Catastrofe, tracollo, fallimento. Si sono sprecati i sostantivi per descrivere la sonora sconfitta del centrosinistra alatrense alle comunali. Un centrosinistra per la prima volta rimasto fuori dal ballottaggio, capace di raccogliere meno del 20% con Di Fabio candidato a sindaco. Una debacle frutto di diversi errori, a partire dalle spaccature e divisioni interne che, prima del voto, hanno attraversato il Pd e da un'azione amministrativa che, a giudizio degli elettori, non è stata meritevole di un'ulteriore conferma.

Che qualcosa non funzionasse a dovere lo aveva capito lo stesso Di Fabio, il quale ha provato a puntare su un restyling della coalizione ("Una nuova squadra per Alatri", il suo slogan), che però non ha convinto la cittadinanza. Di Fabio ha pagato strategie errate, problemi irrisolti, temi insoluti, scelte che non sono piaciute agli alatrensi, oltre ad una chiara difficoltà comunicativa che per anni ha contraddistinto l'amministrazione uscente. "Gap" che non si potevano recuperare nell'arco di pochi mesi.

In più, ci sono state le cifre deludenti per molte delle liste (crollo del Pd, performance insufficienti di "Alleanza per Alatri" e "Liberamente Alatri"); la lista democrat, ad esempio, è passata dai 2.720 voti (15,99%) presi nel 2016 ai 1.162 (7,64%) di oggi, meno della metà. Si potrebbe obiettare che le possibili alternative avrebbero comportato la "morte politica" del Pd, ma il fragore del botto è stato di portata eccezionale, anche perché il centrosinistra ha perso in modo netto nella città di Mauro Buschini e Luca Fantini.

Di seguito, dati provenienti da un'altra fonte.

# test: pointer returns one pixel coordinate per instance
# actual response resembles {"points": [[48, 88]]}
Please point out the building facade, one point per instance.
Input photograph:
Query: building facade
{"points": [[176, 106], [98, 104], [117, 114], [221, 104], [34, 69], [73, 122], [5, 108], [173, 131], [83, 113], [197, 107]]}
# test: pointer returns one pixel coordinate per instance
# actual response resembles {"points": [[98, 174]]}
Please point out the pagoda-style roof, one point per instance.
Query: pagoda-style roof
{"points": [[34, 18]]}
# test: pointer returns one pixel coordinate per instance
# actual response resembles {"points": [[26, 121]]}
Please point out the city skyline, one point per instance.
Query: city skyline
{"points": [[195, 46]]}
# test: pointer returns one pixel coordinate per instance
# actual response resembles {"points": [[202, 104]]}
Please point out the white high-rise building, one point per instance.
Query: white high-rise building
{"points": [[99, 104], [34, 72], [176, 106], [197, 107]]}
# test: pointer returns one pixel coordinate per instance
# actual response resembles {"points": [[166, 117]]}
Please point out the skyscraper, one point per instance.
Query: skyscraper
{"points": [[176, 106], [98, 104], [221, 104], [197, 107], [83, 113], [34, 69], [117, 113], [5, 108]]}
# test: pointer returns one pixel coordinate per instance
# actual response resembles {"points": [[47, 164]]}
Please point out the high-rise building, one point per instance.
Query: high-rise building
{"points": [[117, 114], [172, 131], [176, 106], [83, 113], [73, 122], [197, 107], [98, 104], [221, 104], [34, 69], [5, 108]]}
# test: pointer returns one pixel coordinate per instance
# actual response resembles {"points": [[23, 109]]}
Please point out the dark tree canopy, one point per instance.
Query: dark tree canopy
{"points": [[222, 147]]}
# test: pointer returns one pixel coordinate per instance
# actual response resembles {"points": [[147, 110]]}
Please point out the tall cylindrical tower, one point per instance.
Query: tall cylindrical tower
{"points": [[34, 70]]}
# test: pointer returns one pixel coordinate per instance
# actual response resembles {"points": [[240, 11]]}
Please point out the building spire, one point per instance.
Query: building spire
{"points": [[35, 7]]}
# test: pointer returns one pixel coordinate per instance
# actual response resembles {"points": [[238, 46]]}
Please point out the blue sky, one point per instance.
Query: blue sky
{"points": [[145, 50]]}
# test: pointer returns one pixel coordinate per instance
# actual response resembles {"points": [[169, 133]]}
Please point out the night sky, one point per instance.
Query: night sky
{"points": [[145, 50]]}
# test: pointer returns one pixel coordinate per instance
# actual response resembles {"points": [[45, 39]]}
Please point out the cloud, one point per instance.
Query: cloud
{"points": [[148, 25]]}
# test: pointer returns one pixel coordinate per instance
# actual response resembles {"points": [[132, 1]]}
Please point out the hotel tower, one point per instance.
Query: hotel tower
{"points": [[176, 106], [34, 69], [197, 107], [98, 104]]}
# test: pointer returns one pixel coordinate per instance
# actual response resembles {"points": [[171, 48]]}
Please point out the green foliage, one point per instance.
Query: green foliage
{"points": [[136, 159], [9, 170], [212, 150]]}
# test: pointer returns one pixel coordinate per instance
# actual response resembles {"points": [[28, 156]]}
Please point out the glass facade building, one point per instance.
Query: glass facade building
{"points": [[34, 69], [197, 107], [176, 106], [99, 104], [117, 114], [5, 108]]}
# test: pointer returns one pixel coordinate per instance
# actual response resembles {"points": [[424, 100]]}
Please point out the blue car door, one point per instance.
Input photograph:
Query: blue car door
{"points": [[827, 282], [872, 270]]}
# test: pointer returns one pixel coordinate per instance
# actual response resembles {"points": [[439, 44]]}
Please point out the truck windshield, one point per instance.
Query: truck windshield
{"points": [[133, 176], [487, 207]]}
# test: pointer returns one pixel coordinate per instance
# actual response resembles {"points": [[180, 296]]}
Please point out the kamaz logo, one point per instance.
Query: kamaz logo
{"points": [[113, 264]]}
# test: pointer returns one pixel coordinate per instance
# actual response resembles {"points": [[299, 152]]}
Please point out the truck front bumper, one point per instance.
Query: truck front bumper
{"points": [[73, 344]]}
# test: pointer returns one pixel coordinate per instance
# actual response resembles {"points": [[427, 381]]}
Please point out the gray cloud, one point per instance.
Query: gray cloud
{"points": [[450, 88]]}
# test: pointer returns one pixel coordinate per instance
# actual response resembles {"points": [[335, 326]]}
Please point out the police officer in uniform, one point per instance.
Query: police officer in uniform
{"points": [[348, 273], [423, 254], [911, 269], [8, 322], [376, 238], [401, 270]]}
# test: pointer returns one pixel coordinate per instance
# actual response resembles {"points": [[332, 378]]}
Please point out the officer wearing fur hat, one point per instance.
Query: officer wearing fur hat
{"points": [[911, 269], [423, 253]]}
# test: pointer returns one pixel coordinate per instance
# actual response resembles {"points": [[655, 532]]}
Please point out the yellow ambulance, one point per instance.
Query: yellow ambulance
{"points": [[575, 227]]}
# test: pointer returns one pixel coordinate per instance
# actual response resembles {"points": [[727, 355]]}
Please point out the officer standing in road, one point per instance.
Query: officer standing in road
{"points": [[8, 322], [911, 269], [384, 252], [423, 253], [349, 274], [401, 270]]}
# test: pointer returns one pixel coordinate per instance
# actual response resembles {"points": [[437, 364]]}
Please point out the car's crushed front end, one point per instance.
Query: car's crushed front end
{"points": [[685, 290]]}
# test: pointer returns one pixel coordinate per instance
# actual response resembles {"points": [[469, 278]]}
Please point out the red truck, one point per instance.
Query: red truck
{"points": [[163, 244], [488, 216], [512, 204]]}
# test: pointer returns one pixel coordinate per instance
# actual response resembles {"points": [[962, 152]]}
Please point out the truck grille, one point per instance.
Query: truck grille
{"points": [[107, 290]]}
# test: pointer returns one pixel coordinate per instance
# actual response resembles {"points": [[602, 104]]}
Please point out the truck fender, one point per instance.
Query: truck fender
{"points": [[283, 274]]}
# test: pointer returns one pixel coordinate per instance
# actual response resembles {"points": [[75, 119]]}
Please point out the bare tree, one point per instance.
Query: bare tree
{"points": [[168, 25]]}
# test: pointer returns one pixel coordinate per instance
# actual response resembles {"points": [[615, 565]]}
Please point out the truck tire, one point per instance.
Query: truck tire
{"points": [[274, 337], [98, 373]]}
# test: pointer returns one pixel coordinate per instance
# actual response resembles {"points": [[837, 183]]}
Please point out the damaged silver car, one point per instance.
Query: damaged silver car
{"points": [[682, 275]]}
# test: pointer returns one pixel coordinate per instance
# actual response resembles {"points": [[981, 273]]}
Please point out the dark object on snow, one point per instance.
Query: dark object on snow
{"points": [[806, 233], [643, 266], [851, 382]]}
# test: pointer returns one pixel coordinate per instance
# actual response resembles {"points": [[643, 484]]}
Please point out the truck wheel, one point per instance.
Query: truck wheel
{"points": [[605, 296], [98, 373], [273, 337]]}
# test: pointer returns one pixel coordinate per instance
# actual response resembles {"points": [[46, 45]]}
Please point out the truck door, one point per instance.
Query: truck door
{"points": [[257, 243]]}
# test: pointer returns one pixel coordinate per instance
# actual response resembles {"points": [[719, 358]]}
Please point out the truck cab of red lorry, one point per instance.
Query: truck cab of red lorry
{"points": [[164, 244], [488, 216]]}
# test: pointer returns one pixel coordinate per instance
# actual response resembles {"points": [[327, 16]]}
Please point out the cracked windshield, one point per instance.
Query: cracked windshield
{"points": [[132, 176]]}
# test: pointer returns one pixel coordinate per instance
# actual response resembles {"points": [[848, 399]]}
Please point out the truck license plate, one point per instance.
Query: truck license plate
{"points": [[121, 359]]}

Proprio il segretario provinciale Pd ha fatto un'onesta valutazione della situazione e, senza giri di parole, ha detto che andrà fatta «un'analisi profonda su Alatri, dove registriamo una sconfitta pesante. Il risultato impone una riflessione importante, specie a chi ha amministrato la città negli ultimi anni perché si tratta di un voto disastroso. Grazie, in ogni caso, a Fabio Di Fabio per essersi speso con coraggio e passione». La ripartenza del centrosinistra può avvenire dai giovani come Matteo Recchia, uno dei pochissimi a brillare.